Not Everyone is A Customer…or A Client
Saturday, March 1st, 2008I was talking with a fellow laborer in the creative services field the other day who was lamenting the “loss” of a project. It seems that he had a long-standing relationship with a client that who had recently hired a self-described marketing expert. Apparently this newly hired marketing guru – let’s call him Bluster, came with a mandate to bring “fresh ideas.” One of Bluster’s fresh ideas was that he could get the same services that my friend had been satisfactorily supplying for much less money.
Whoa! Bluster saves money and therefore justifies his fees. Well, maybe. It turns out that the lower-cost services the Bluster was promoting weren’t exactly equivalent to those my friend had been providing. In fact, they weren’t even in the same league. But…they were cheaper.
Of course, you can always get almost anything cheaper, especially if the difference between the costlier thing and the cheaper thing is insignificant to you, which gets to the point of my friend’s plaint. When he pointed out to the client who had hired Bluster that Bluster’s cheaper alternative provided services that were significantly inferior to those he provided, the client agreed! What dismayed my friend was that the client didn’t care.
Yes Sir, yet another case where cheap triumphs over good. But, since I wrote about that last time, my point this time is slightly different. I think my friend’s client – though he had bought my friend’s services for years – wasn’t truly a client. How can that be? I maintain that he wasn’t my friend’s client because he didn’t really value the quality of the service my friend was providing. Sooner or later he would have been gone.
My friend’s relationship with his now ex-client was based on something other than a true appreciation of my friend’s abilities, knowledge and professional acumen. Perhaps it was friendship, or merely that the client didn’t feel like looking elsewhere until Bluster heaved in the door. Whatever the relationship was based on it wasn’t rooted on the client’s need for and appreciation of my friend’s value.
Put another way: you can’t lose what you don’t really have.
For a lot of businesses – particularly those engaged in full-tilt warfare with their competitor (real and perceived) – the idea that there are people or businesses that aren’t suited to be their customers is rank heresy. A number of years ago I did some work for a company that was frantic to grow and felt that they weren’t getting their fair share of clients. Yet, when I did some customer research I discovered that they had a fantastic success rate with new business and virtually all of their proposals resulted in new clients. Of course some prospects took longer than others to sign up due to fiscal budgets and such. Interestingly, the company I was working for saw these prospects as new business “failures.” After I completed the research I came back to the company and reported that they probably had their “market share” and then some. They didn’t want to hear it.
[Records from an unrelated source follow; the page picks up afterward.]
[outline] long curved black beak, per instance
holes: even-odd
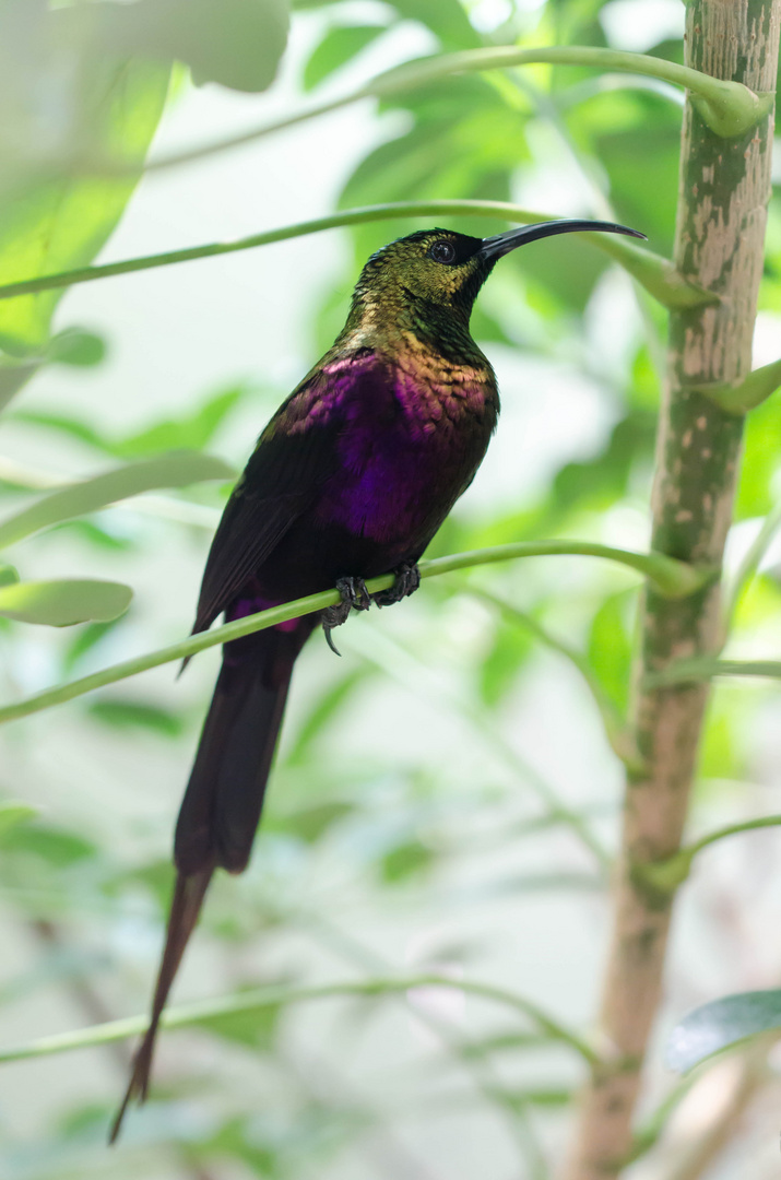
[[[520,229],[507,230],[506,234],[494,234],[493,237],[484,237],[483,245],[478,250],[478,257],[486,262],[500,258],[503,254],[510,254],[519,245],[527,242],[536,242],[538,237],[552,237],[554,234],[577,234],[582,230],[599,231],[602,234],[626,234],[629,237],[641,237],[647,241],[645,234],[638,234],[636,229],[628,225],[616,225],[613,222],[590,222],[571,221],[562,218],[554,222],[536,222],[533,225],[521,225]]]

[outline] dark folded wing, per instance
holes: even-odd
[[[211,543],[193,631],[211,627],[334,474],[344,399],[367,368],[347,362],[337,382],[316,369],[261,434]]]

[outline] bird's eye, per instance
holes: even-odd
[[[455,247],[447,238],[440,238],[439,242],[434,242],[428,256],[434,260],[434,262],[444,262],[446,266],[449,262],[455,262]]]

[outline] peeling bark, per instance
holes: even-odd
[[[781,0],[693,0],[687,64],[717,78],[772,91]],[[688,101],[675,263],[715,306],[670,316],[668,382],[659,418],[652,493],[654,549],[721,568],[733,514],[742,420],[696,391],[731,385],[750,371],[770,195],[773,116],[746,135],[718,138]],[[662,999],[674,896],[650,890],[637,868],[681,844],[708,686],[644,690],[643,674],[717,651],[717,582],[677,602],[645,595],[636,658],[634,723],[648,773],[629,781],[613,933],[603,985],[604,1066],[586,1087],[565,1180],[609,1180],[632,1148],[632,1115],[648,1038]]]

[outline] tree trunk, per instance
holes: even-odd
[[[780,20],[781,0],[693,0],[687,64],[757,92],[773,91]],[[772,114],[744,136],[723,139],[687,101],[675,263],[720,299],[670,316],[652,546],[715,571],[731,520],[742,419],[697,388],[729,385],[750,371],[772,144]],[[648,769],[626,785],[598,1045],[605,1064],[582,1096],[565,1180],[608,1180],[625,1166],[643,1060],[662,999],[674,894],[644,884],[642,868],[680,846],[708,686],[645,690],[643,676],[675,660],[716,653],[720,631],[717,582],[680,601],[645,594],[634,723]]]

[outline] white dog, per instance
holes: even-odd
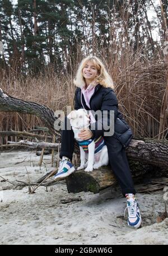
[[[67,118],[70,119],[74,138],[80,148],[81,165],[77,170],[86,168],[85,171],[92,171],[94,169],[107,165],[109,162],[108,148],[102,137],[96,139],[82,141],[78,136],[81,130],[88,129],[90,118],[87,111],[83,109],[73,110]],[[86,160],[87,161],[85,162]]]

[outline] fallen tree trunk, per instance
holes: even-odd
[[[135,163],[134,163],[135,164]],[[130,170],[134,181],[142,183],[142,180],[146,174],[149,175],[150,170],[151,178],[156,174],[156,170],[152,166],[147,165],[141,166],[142,171]],[[153,171],[153,174],[152,171]],[[156,170],[158,171],[158,170]],[[159,170],[159,176],[168,174],[168,168]],[[152,175],[153,174],[153,175]],[[86,173],[81,170],[76,171],[66,178],[67,188],[68,193],[77,193],[82,192],[90,192],[95,194],[101,192],[107,188],[115,188],[118,185],[118,181],[110,166],[103,166],[99,170],[94,170],[90,173]],[[137,190],[137,192],[138,192]]]
[[[48,135],[40,135],[40,134],[35,134],[34,133],[31,133],[30,132],[21,131],[4,131],[3,132],[0,131],[0,136],[6,137],[6,136],[16,136],[18,138],[20,137],[26,137],[26,138],[36,138],[37,139],[45,139],[47,138],[52,139],[52,136]]]
[[[61,127],[62,123],[54,111],[45,105],[15,98],[0,89],[1,111],[35,115],[45,122],[52,133],[60,137],[59,127]],[[75,152],[79,152],[77,146]],[[168,141],[166,139],[132,139],[126,148],[126,152],[128,159],[156,166],[166,167],[168,166]]]
[[[13,141],[8,141],[7,143],[10,145],[17,146],[26,146],[30,147],[30,148],[46,148],[46,149],[54,149],[57,150],[59,143],[49,143],[49,142],[44,142],[44,141],[39,141],[37,142],[32,142],[31,141],[20,141],[17,142]],[[7,145],[2,145],[3,146],[6,146]]]

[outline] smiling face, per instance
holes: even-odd
[[[87,85],[99,75],[96,67],[91,60],[86,62],[83,68],[82,74]]]

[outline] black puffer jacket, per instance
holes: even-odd
[[[82,104],[81,103],[81,100]],[[95,87],[95,92],[92,96],[90,105],[91,110],[96,111],[98,110],[114,110],[114,133],[113,136],[119,139],[124,147],[128,146],[131,139],[132,138],[132,132],[126,121],[124,119],[122,113],[118,110],[118,100],[114,91],[111,88],[105,88],[99,84]],[[83,108],[89,110],[90,109],[86,105],[83,94],[81,95],[81,89],[76,89],[74,96],[74,109]],[[90,129],[94,134],[94,136],[97,138],[100,136],[103,136],[104,125],[110,124],[110,115],[103,117],[101,119],[95,117],[96,120],[96,124],[94,126],[90,125]],[[104,124],[104,127],[102,125]],[[100,129],[100,125],[101,129]],[[94,128],[93,128],[94,127]],[[99,129],[98,129],[99,127]],[[105,131],[106,132],[106,131]]]

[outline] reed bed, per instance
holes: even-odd
[[[142,53],[129,49],[116,58],[116,54],[109,55],[102,50],[101,55],[99,52],[97,55],[114,80],[119,110],[134,138],[167,138],[167,63],[164,57],[157,55],[151,60]],[[1,73],[0,87],[13,97],[44,104],[54,111],[66,111],[67,106],[73,104],[76,89],[73,79],[82,59],[81,54],[77,55],[78,59],[71,63],[68,72],[58,73],[50,67],[36,76],[16,76],[12,71],[7,76]],[[44,125],[34,115],[0,113],[1,131],[29,131]],[[1,138],[1,143],[4,140]]]

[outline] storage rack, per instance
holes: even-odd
The truth is that no product, or business, is ideal for everyone. I think this is a good thing because it means that there is always an opportunity for someone to start a new business or enterprise in almost any category of endeavor. For reasons to numerous to mention, there are plenty of folks who are on the lookout for something that better suits their needs. After all this America – a country that was founded on the idea that something better is just over the horizon. The flip side is that you have to be savvy enough to know when you’ve found it.
This last point requires a quality that seems to be increasingly rare these days: appreciating and being satisfied with what you have. That’s why a business model based mainly on growth is doomed to fail. Soon or later you’re going to run out of customers. Personally, I think it’s better to great than huge. I also think it’s impossible to be both. There is only so much talent to go around, and only so much time that the “talent” has to devote to solving a problem or serving a client.
The 19th and early 20th Centuries saw mass production beat out “hand-crafted.” Yes, mass production meant that more people could enjoy goods that were previously limited to a few, but the goods weren’t equivalent. One consequence was that connoisseurs rose up to defend and hopefully preserve genuine quality.
Back to my friend’s plight. His once-upon-a-time client wasn’t a connoisseur. In the end, what he truly valued was price, not quality. Maybe when the consequences of Bluster’s misguided recommendations come home to roost, my friend will get his client back. I doubt it. Better that my friend seek out people with a true appreciation of all that he has to offer because those who genuinely value his quality will be much less likely to wooed away by a cheap imitation.